Cold Storage Po 2.0
Recent work as promised I guess or as Leonard Cohen once put it
….new skin for an old ceremony….
Good Night for Smoking in Brooklyn
Just mind your own shadow
this Sunday night
where there is this picture
where they just no longer
Make no futile attempt to
grab a strangers hand
to watch her recoil in true disgust.
He saw the whole thing.
Expected as much or little
out of you.
So you just sit there
real quiet like there dad.
Mind your manners
Keep your mouth shut.
speak when spoken too
mind the unwanted eye contact
scribble in your notebook
polish off bottle after bottle of beer
And try not to think about her naked
playing the accordion.
Just let be resigned to leave it be
a good for smoking in Brooklyn
and melt in the abstract water colors
running in the streets
and let that chilly drizzle
substitute for other things.
Bloody Air Radio
Dreams come true
and nightmares too.
Can you hear that far away music ?
Was it ever really music at all ?
Singing past in all the senseless fury
the Terrible Now can echo such
into 20 little faces
sent to their rooms in eternity
without supper or Christmas
but all angels now as seven
collateral damage teachers
explain they have all graduated
from earth early.
Does grief stop at heaven ?
where all the tears are dried
and murdered children forget.
It was a nasty thing.
At the very least they all left so innocent
and had someone to hold their hands
gather them in their arms
and guide their path by star light
to the big rock Candy Mountain
Dreams do come true
and nightmares too.
Amtrak Mens Room
Depew 7:30 AM
Directly in front of the lowered little boy’s urinal
was what looked like what was left of a one piece
feety crimson PJs with some unknown cartoon
character discarded sprawled on the dirty sticky
tile stretched out like a crime scene chalk outline
of a very small victim with an empty plastic baby bottle
next to it.
In the stall directly adjacent next store was emulating
the unmistakable sound of someone defecating with
I gingerly stepped over it
and took a very quiet leak
not wishing to think about it all
while instinctively holding my breath.
About twenty minutes later I returned
and the scene remained pretty much intact
but the stall was now empty.
Some childhood memories are best forgotten.
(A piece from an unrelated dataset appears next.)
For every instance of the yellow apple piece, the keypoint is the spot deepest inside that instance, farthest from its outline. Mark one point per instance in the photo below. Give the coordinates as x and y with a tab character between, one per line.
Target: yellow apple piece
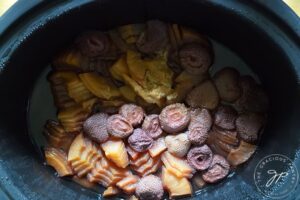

The Lamb of God ended up in a Chop
(Thou shall not Park in the Handicapped Slot )
Blues for the 3rd Sunday in Advent
What is broken here now
inside cannot be fixed
Only time conspires
to take these sorry doors
ripped of their hinges
leaving open exposed
and perhaps gradually
cover with a numbing soft dust
till then what will remain
stillborn so very sharp
and only in the mercifully accumulating
distance now does that razor in recall recede.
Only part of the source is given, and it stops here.